Suena el teléfono, y mira como ese aparato que tanto detesta, que delata su verdadera vida social, va almacenado llamadas perdidas y como se convierte en una mera suma de números que iluminan fugazmente la tumba que se ha construido. Ignora sus invocaciones musicales. No contesta. Y es que las excusas, y los pretextos para no citarse con sus amigos, para no reunirse con ellos, se le han acabado. Ya no puede repetir toda esa amalgama de falacias que ha ido engendrando día tras día nuevamente, ni corear reiteradamente esos vocablos que ha ido construyendo para ser prófuga de ellos, y que continuamente arrojaba a sus tímpanos, ignotos de la verdad.

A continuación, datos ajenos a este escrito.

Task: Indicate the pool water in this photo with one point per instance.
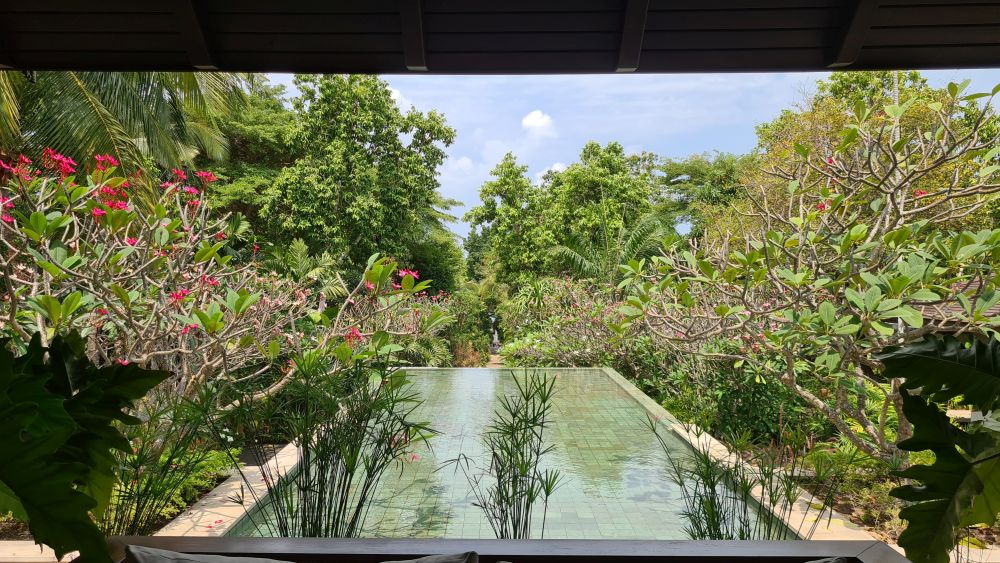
(614, 486)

Tan sólo existe un sitio donde araña su rostro para arrancarle la venialidad de su existencia. Allí, ella se desnuda. Se desviste y se despoja de los remiendos de la mentira. Y es limpia, pero no libre. La culpa
La culpa
El pecado
. Ningún acto queda impune. Palabras que lleva clavadas en su mente. Cierra la puerta, y el lavabo la acoge de la devastación que sufre. Él evita su inmolación. Y allí enseña al espejo su verdadero rostro. Él es el único que la conoce. Llora. Y bebe de su agua salada, y de sus secreciones nasales que invaden su labio. Como cuando era pequeña, piensa. Mas en ese pequeño cuarto la lujuria la corroe, esa lujuria maldita, y perversa, avisa a la culpa para que le acompañe en el tortuoso viaje que emprende en el cuerpo de ella. Coge mano para introducirla en el pantalón y la tiraniza para conseguir el néctar prohibido de su cuerpo. Y cierra los ojos, y no para ahuyentarse del mundo terrenal y hacerse protagonista de bacanales, sino porque odia ver el fin de la ballesta secreta converger en su ombligo.